Methylcellulose assay
To assess differentiation potential of phenotypic pre-malignant stem cells (preMDS/AML-SC) and malignant stem cells (MDS/AML-SCs), cells were FACS-sorted from additional patients with the same strategy ( Supplementary Fig. 1a ), and plated in HSC003 methylcellulose medium according to the manufacturer’s recommendation (R&D Systems, Minneapolis, MN). Colonies of different hematopoietic lineages were scored two weeks after plating using an Inverted Infinity and Phase Contrast Microscope (Fisher Scientific, Hampton, NH). In addition, to examine the expression of lineage makers, methylcellulose medium was dissolved in PBS to dissociate the colonies into single cell suspension. Cells were stained with antibodies against CD14, CD15 and CD235a on ice for 30 minutes, then analyzed on a BD FACSAria II system.

Xenotransplantation assays
Bone marrow samples from additional patients with MDS or AML (unpaired) were processed and stained for surfaces markers for pre-malignant stem cells (preMDS/AML-SC) and malignant stem cells (MDS/AML-SCs) as described above ( Supplementary Fig. 1a ). Thereafter, 30,000 to 100,000 sorted cells were washed with and resuspended in Hank’s Balanced Salt Solution (HBSS, Corning, NY), and transplanted into nonirradiated NOD,B6.SCID Il2rγ −/− Kit W41 / W41 (NBSGW) immunocompromised mice (aged 6–8 weeks) via retro-orbital injection 43 . All experiments conducted on mice were approved by the Institutional Animal Care and Use Committee at Albert Einstein College of Medicine (protocol #2016–0103). Engraftment analysis of patient-derived cells was performed >12 weeks after transplantation.

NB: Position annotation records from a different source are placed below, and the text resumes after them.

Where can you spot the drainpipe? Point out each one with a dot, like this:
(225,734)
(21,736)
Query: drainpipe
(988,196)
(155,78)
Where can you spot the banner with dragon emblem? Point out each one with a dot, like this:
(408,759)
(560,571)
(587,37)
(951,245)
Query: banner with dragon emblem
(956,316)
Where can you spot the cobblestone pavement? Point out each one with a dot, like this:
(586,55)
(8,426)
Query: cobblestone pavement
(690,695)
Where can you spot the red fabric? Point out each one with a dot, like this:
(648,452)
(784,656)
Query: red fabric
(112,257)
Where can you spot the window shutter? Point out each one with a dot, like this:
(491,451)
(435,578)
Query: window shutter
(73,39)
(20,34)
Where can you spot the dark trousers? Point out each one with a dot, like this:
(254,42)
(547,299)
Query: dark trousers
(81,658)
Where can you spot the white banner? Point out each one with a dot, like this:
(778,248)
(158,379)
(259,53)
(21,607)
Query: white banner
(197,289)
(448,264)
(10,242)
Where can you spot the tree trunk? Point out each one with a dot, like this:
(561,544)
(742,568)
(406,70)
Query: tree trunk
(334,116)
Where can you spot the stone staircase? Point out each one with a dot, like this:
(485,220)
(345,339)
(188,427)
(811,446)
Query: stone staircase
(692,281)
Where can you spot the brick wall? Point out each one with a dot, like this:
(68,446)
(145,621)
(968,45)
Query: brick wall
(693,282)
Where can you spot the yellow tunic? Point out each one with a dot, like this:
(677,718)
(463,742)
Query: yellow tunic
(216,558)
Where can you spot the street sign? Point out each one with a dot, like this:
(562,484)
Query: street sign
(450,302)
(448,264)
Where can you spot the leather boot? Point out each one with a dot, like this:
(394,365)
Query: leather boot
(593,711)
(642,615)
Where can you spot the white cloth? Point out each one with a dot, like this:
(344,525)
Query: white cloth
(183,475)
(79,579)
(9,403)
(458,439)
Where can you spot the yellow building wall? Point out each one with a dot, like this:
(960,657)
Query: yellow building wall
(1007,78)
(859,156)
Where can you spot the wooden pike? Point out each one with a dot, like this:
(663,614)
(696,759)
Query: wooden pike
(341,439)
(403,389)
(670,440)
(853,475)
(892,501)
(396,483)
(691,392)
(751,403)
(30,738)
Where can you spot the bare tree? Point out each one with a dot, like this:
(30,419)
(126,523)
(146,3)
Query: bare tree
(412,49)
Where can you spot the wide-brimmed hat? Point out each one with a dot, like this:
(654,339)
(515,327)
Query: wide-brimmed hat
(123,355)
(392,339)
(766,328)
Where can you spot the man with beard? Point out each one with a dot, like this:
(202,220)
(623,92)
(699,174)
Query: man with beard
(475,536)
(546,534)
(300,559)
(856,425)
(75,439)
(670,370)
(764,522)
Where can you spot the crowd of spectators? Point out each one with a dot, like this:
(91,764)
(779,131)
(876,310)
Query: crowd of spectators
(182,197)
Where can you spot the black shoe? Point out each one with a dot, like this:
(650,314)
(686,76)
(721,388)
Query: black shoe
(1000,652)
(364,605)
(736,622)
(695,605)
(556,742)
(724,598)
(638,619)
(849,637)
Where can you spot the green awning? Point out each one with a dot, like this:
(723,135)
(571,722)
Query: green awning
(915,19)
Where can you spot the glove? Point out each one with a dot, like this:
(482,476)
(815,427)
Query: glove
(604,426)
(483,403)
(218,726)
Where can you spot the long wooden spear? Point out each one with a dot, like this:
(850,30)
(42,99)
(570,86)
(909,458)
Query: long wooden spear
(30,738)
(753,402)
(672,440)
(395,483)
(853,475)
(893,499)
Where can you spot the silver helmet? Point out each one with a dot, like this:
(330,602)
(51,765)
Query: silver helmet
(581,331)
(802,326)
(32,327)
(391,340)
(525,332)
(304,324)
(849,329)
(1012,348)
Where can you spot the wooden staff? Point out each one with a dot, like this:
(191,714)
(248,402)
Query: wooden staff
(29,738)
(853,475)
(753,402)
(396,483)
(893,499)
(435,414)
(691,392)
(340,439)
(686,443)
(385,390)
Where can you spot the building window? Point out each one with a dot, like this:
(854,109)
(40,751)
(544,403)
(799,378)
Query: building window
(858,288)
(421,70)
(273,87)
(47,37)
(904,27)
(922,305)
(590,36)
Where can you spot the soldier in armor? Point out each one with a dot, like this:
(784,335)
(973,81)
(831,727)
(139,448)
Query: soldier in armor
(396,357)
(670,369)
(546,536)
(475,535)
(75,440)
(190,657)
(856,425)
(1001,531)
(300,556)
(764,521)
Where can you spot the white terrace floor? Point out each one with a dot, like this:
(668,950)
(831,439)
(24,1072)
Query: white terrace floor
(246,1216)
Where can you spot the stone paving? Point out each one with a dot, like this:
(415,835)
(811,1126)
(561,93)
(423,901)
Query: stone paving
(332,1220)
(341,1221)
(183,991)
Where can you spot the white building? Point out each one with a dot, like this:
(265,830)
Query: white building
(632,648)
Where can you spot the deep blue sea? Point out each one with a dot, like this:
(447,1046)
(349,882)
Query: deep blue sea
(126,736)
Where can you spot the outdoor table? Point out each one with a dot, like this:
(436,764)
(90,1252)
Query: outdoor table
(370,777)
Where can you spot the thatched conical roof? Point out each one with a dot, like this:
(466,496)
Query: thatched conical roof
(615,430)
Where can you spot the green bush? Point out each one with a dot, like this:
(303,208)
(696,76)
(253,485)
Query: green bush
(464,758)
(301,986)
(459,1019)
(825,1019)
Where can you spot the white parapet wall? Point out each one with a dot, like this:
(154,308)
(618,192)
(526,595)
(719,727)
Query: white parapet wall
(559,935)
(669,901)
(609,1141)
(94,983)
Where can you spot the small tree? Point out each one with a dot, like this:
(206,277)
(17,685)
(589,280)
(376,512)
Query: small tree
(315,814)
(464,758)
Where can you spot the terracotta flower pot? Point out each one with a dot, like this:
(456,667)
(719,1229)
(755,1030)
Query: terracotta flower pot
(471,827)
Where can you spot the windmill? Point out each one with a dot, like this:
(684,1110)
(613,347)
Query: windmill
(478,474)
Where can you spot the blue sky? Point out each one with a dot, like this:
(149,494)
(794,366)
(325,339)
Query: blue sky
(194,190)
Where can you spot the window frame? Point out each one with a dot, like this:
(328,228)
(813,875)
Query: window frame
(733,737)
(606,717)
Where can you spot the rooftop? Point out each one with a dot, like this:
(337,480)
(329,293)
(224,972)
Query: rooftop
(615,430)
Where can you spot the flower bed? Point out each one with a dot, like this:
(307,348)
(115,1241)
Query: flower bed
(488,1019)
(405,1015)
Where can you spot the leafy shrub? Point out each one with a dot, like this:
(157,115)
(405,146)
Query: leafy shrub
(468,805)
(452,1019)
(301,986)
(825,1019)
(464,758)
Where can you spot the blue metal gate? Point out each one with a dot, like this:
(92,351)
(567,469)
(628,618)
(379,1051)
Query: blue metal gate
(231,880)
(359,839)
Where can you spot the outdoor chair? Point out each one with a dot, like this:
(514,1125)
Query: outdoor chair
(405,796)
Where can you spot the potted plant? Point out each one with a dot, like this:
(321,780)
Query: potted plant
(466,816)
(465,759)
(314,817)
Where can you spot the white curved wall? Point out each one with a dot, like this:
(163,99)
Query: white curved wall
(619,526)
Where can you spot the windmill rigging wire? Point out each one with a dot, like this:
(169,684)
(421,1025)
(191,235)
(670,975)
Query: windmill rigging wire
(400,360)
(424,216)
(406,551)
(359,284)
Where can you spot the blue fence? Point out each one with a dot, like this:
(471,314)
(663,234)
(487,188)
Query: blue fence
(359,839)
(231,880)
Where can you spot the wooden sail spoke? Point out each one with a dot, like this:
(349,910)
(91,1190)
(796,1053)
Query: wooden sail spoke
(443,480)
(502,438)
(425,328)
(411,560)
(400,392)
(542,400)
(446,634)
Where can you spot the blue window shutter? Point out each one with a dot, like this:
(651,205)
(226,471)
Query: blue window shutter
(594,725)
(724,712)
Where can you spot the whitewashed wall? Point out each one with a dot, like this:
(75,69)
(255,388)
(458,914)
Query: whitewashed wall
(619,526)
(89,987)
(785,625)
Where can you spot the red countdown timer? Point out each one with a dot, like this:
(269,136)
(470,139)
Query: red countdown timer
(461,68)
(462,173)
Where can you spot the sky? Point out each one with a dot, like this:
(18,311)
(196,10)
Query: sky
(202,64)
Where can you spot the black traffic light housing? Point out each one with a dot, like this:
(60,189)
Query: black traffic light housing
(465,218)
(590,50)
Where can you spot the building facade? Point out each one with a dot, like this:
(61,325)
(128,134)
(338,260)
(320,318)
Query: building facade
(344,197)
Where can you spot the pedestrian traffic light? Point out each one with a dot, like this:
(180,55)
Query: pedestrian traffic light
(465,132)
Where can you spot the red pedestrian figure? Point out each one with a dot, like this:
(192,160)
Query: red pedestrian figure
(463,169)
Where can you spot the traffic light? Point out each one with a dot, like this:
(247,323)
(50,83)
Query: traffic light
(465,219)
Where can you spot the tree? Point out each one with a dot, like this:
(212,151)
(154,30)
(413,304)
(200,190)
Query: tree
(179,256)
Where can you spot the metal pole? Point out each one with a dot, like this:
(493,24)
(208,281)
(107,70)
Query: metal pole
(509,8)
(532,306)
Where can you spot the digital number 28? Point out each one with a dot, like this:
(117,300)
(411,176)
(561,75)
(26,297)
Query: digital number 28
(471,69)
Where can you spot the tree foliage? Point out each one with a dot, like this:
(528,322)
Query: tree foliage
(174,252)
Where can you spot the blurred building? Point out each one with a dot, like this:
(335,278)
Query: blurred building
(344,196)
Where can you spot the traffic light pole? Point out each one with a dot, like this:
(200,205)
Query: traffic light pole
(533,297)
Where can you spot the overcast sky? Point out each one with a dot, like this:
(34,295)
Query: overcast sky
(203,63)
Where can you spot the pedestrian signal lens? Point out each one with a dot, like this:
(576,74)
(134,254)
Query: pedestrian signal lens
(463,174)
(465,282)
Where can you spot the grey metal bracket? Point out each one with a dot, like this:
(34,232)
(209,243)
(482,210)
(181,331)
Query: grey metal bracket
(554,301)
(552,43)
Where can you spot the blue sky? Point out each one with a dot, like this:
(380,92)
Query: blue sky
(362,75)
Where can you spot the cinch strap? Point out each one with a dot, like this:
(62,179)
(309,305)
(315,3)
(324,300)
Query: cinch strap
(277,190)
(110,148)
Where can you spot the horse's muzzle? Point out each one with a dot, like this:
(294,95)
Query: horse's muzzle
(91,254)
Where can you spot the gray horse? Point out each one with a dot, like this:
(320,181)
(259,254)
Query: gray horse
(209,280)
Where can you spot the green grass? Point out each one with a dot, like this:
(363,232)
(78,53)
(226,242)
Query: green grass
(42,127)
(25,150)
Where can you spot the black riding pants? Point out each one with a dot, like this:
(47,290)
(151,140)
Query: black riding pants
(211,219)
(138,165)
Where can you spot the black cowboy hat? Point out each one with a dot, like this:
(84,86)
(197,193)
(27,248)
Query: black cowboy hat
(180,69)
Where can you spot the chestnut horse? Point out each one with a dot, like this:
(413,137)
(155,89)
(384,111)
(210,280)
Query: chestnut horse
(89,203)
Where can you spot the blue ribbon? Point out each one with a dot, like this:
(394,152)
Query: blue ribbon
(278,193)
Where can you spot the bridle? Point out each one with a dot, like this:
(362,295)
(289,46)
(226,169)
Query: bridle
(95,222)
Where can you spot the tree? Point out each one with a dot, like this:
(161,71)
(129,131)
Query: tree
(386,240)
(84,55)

Mouse bone marrow cells were incubated with ammonium chloride potassium (ACK) buffer for 1 min on ice, and then stained for surface markers for mouse leukocytes CD45.1, and markers for human leukocytes including CD45, CD19 and CD33. The stained cells were then analyzed on a BD FACSAria II system. While several studies have found some remaining lymphoid reconstitution of MDS/AML-SCs in irradiated recipient mice in a subset of patients 44 , 45 , many studies found exclusively myeloid output of MDS/AML-SCs 8 , 15 . The observed partially lymphoid engraftment in our study could be due to the nonirradiated NBSGW xenograft model we utilized 43 , as myeloid-biased engraftment of stem cells seems to be most pronounced in irradiation-conditioned transplantation assays 46 , 47 .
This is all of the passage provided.